Needless to say, I got out as soon as I could and never looked back. Some years after, this guy takes it in his head to “stalk” me around the internet. He sends me a LinkedIn invitation. I block him. He follows me on Twitter. I block him. He sends me a friend request on Facebook. I block him. I have no idea why he still thinks I have any interest in interacting with him in any form at all. It’s not like we parted on good terms in the first place. But you’d think that repeatedly being blocked might clue him in, eventually. Or else he’s stupid enough to think that I really do delete my account just coincidentally right after he sends the friend request, over and over and over again. Total coincidence! :smiley:

I haven’t stopped anyone’s posts from appearing on my feed, but I still ignore more than 75% of what’s posted there (the old-fashioned way – by not reading it).

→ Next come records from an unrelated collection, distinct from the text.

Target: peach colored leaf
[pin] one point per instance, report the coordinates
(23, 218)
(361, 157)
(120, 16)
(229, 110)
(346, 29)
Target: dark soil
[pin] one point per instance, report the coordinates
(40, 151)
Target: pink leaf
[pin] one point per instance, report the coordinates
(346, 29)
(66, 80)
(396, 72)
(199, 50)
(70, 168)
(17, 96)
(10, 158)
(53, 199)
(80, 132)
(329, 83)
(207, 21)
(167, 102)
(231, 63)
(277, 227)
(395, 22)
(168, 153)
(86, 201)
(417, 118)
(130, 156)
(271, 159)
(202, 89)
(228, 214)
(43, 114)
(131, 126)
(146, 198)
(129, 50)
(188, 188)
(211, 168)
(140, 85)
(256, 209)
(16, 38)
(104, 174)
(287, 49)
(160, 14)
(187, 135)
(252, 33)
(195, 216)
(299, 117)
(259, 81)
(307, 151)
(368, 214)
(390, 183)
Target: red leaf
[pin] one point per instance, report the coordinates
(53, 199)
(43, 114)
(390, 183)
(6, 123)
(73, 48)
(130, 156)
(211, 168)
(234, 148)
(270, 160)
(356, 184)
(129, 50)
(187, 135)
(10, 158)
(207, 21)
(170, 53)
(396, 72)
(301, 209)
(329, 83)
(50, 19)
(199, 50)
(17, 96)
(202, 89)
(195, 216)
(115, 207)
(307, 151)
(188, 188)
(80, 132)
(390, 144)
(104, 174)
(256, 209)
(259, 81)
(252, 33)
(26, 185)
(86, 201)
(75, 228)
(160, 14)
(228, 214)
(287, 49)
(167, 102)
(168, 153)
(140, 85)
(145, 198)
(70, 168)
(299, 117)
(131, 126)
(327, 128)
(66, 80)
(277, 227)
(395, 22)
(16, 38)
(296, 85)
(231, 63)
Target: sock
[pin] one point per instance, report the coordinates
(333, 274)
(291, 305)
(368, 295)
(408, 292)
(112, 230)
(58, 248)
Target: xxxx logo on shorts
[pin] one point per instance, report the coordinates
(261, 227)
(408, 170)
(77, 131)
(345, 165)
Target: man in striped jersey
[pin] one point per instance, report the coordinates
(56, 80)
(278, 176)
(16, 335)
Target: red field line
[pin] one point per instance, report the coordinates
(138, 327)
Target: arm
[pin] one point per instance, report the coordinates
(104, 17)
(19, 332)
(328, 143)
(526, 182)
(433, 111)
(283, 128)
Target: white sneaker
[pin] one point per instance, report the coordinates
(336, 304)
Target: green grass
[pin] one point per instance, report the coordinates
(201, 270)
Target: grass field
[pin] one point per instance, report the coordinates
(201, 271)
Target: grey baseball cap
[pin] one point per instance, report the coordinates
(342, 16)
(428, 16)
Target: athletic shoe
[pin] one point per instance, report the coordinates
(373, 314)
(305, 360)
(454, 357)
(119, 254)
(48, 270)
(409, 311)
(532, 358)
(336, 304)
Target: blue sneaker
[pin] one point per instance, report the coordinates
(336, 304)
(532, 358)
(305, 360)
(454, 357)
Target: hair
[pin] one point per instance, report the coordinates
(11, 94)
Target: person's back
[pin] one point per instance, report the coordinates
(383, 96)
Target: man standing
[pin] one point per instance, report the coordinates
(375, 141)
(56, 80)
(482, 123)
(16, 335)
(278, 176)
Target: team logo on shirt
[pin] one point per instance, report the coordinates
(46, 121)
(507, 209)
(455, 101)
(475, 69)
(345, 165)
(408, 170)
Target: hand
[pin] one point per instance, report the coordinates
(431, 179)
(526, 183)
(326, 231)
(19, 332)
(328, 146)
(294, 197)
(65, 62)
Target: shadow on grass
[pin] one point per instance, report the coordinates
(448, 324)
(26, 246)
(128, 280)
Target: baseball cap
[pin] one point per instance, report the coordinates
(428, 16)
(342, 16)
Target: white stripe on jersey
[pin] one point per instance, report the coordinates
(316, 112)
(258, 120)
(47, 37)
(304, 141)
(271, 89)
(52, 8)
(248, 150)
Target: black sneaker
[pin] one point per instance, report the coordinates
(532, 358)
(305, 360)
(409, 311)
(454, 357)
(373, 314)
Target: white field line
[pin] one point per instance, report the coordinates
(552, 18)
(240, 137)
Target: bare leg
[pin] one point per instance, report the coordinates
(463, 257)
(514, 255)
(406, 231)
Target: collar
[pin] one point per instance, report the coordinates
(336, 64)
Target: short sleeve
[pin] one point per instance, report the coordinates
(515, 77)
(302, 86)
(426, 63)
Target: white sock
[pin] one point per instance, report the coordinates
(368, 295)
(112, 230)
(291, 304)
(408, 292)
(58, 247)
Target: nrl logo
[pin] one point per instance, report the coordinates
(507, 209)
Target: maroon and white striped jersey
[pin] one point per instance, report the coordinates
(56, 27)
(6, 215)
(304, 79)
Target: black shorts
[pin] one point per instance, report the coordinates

Of the 130+ people I have as friends on FB (I recently purged quite a few, many of whom I also had on ignore), I have six people on ignore. One is my dad, who posts 20+ times a day about how Obama is a super sekrit Muslim terrorist who wants to abort babies and take Jesus out of the classroom (I love you Dad, but damn your posts are annoying).

A few of them are friends of my dad who remember me from when I was a kid. I would’ve felt bad about not accepting them, but I’m not interested in anything they have to say.

Another is my best friend’s sister-in-law. Her posts go back and forth between “I love my boyfriend!” and “I hate my life!”, usually a dozen times a day.